Looks like the flight away is happening. Just reading through Una's postings.
 
If he wants to turn Twitter into a free speech paradise like he claims to, he needs some way of raising money to compensate for the far-left advertisers that are going to leave Twitter when he unbans Donald Trump, Alex Jones, Babylon Bee, etc.

That may get me to leave more than anything else. If he's going to legalize hate speech, I don't want to support Twitter anymore.

But I admit, I don't think that Elon Musk will be making any of those sort of changes for the very reason that you listed above: it's not about the users, their safety, or the overall content. It's about the advertisers and their $$$.

"Free speech paradises" are something I have plenty of experience with as well, There's a reason that 4chan and its successors kept running into brick walls. Inevitably, the jerks turn the community into a hellscape for anyone isn't a jerk.
 
If he wants to turn Twitter into a free speech paradise like he claims to, he needs some way of raising money to compensate for the far-left advertisers that are going to leave Twitter when he unbans Donald Trump, Alex Jones, Babylon Bee, etc.
"Free speech paradise" where he bans people left and right for saying anything bad about him or Tesla:guffaw:
 
That may get me to leave more than anything else. If he's going to legalize hate speech, I don't want to support Twitter anymore.
There is no way to define hate speech. What sounds like a valid criticism to one person may seem like hate speech to someone else. Anyone who campaigns against hate speech inevitably defines it as "any opinion that I disagree with". Before Musk, Twitter had a strong left wing bias where criticism of so-called marginalized communities was considered hate speech but criticism of white people was completely allowed. Anyone who rants about nonsense like "white privilege", "white fragility", "white supremacy" or "whiteness" is guilty of hate speech in my opinion.
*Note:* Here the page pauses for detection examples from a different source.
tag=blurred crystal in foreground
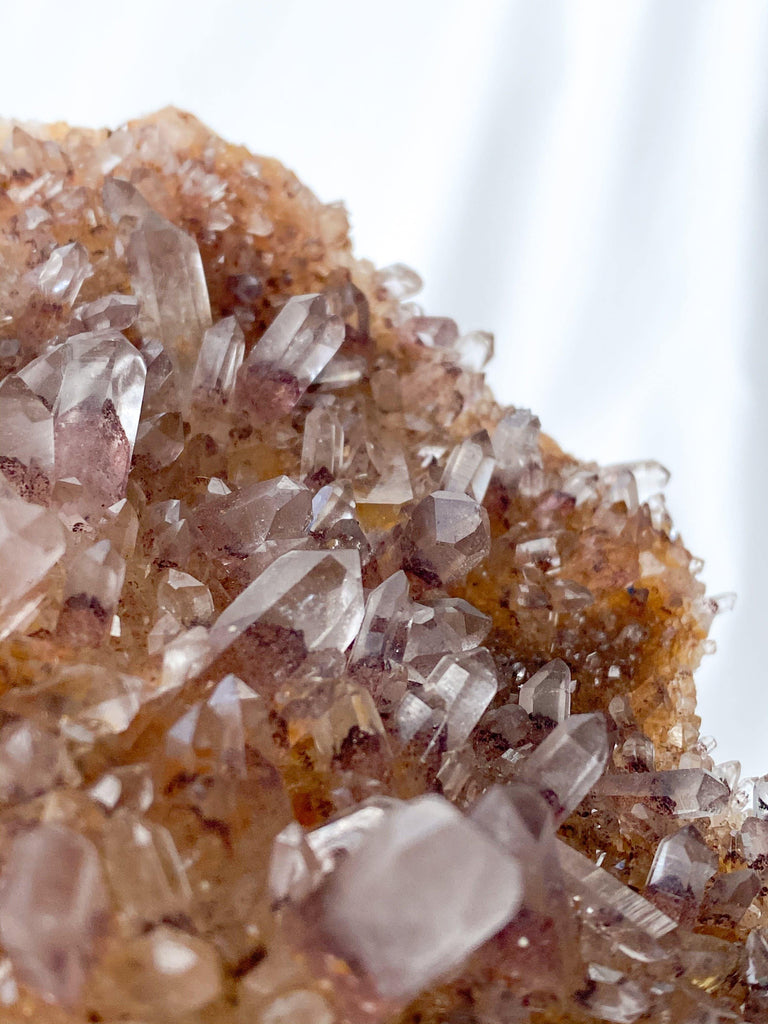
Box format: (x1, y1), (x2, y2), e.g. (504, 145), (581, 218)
(0, 110), (757, 1024)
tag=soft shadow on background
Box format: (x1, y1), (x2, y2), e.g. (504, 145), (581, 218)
(0, 0), (768, 774)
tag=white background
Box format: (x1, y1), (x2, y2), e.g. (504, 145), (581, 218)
(0, 0), (768, 774)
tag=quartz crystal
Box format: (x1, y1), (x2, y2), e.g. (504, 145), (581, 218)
(0, 110), (757, 1024)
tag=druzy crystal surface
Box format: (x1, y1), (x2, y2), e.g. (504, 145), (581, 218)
(0, 111), (768, 1024)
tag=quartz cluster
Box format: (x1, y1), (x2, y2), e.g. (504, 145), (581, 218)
(0, 111), (768, 1024)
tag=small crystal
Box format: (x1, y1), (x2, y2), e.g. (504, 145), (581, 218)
(0, 824), (106, 1005)
(301, 406), (344, 478)
(102, 811), (191, 932)
(211, 551), (365, 650)
(520, 713), (608, 823)
(645, 825), (718, 924)
(108, 925), (222, 1020)
(0, 720), (72, 804)
(195, 476), (312, 559)
(351, 570), (413, 665)
(519, 657), (575, 722)
(35, 242), (93, 306)
(239, 295), (344, 423)
(746, 928), (768, 988)
(700, 867), (761, 927)
(0, 490), (65, 639)
(376, 263), (424, 302)
(58, 541), (125, 643)
(73, 292), (138, 334)
(104, 179), (211, 403)
(494, 409), (542, 481)
(323, 796), (522, 1000)
(408, 490), (490, 586)
(191, 316), (246, 400)
(158, 569), (214, 629)
(411, 647), (499, 751)
(22, 331), (145, 505)
(456, 331), (495, 373)
(595, 768), (730, 818)
(440, 430), (496, 503)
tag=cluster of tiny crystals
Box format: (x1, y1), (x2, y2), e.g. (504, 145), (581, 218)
(0, 111), (768, 1024)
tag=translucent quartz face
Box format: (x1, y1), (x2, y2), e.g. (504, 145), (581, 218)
(0, 110), (753, 1024)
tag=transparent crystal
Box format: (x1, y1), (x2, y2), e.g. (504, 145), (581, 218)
(211, 551), (365, 650)
(112, 924), (222, 1020)
(645, 825), (718, 925)
(350, 570), (414, 664)
(407, 490), (490, 586)
(0, 719), (72, 805)
(518, 657), (575, 722)
(595, 768), (730, 818)
(322, 796), (523, 1000)
(102, 810), (191, 932)
(494, 409), (542, 482)
(0, 824), (106, 1006)
(557, 840), (677, 937)
(34, 242), (93, 306)
(158, 569), (214, 629)
(71, 292), (138, 334)
(239, 294), (344, 423)
(20, 331), (145, 506)
(0, 489), (65, 639)
(520, 712), (608, 823)
(301, 406), (344, 477)
(104, 179), (211, 410)
(191, 316), (246, 400)
(440, 430), (496, 503)
(700, 867), (761, 927)
(398, 647), (499, 752)
(746, 928), (768, 988)
(376, 263), (424, 302)
(195, 476), (312, 559)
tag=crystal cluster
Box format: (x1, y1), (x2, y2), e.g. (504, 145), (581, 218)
(0, 111), (768, 1024)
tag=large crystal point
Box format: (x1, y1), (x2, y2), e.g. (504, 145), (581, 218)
(323, 796), (523, 1000)
(440, 430), (496, 502)
(104, 178), (211, 409)
(0, 488), (66, 639)
(211, 551), (365, 650)
(595, 768), (730, 818)
(0, 824), (106, 1004)
(195, 476), (312, 559)
(35, 242), (93, 306)
(5, 331), (145, 508)
(351, 570), (414, 664)
(520, 713), (608, 823)
(645, 825), (718, 925)
(239, 295), (344, 422)
(397, 647), (499, 752)
(519, 657), (575, 722)
(191, 316), (246, 401)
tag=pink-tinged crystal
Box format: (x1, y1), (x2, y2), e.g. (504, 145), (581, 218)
(238, 294), (344, 423)
(406, 490), (490, 586)
(322, 796), (523, 1000)
(191, 316), (246, 401)
(520, 713), (608, 824)
(10, 331), (145, 508)
(0, 824), (106, 1005)
(211, 550), (365, 650)
(519, 657), (575, 722)
(104, 178), (211, 401)
(0, 488), (66, 639)
(645, 825), (718, 925)
(34, 242), (93, 306)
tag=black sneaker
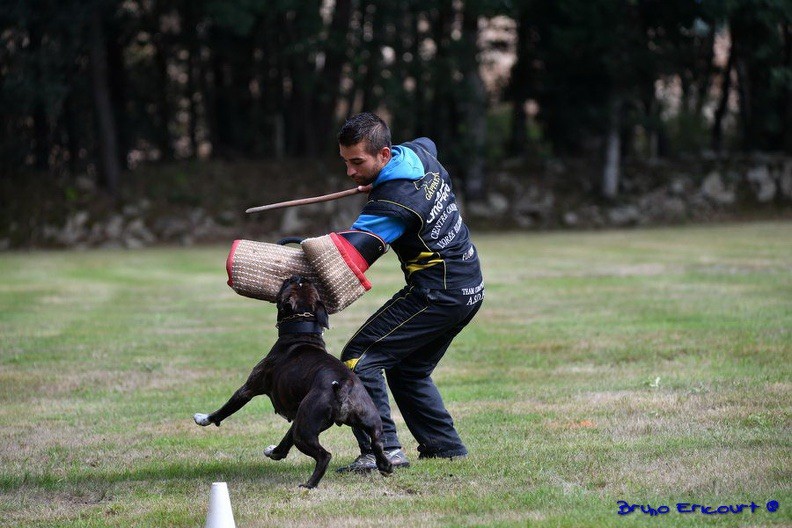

Either it should all be allowed or none of it should be allowed.
 
There is no way to define hate speech. What sounds like a valid criticism to one person may seem like hate speech to someone else. Anyone who campaigns against hate speech inevitably defines it as "any opinion that I disagree with". Before Musk, Twitter had a strong left wing bias where criticism of so-called marginalized communities was considered hate speech but criticism of white people was completely allowed. Anyone who rants about nonsense like "white privilege", "white fragility", "white supremacy" or "whiteness" is guilty of hate speech in my opinion.

Either it should all be allowed or none of it should be allowed.
Well then, denying the existence of white supremacy is the ultimate example of white fragility. Denying the existence of marginalized groups is the luxury afforded to you by your white privilege and presumably insular upbringing. And the entirety of your post includes many of the worst aspects of whiteness in short form.

Better call the cops on me for all that hate speech.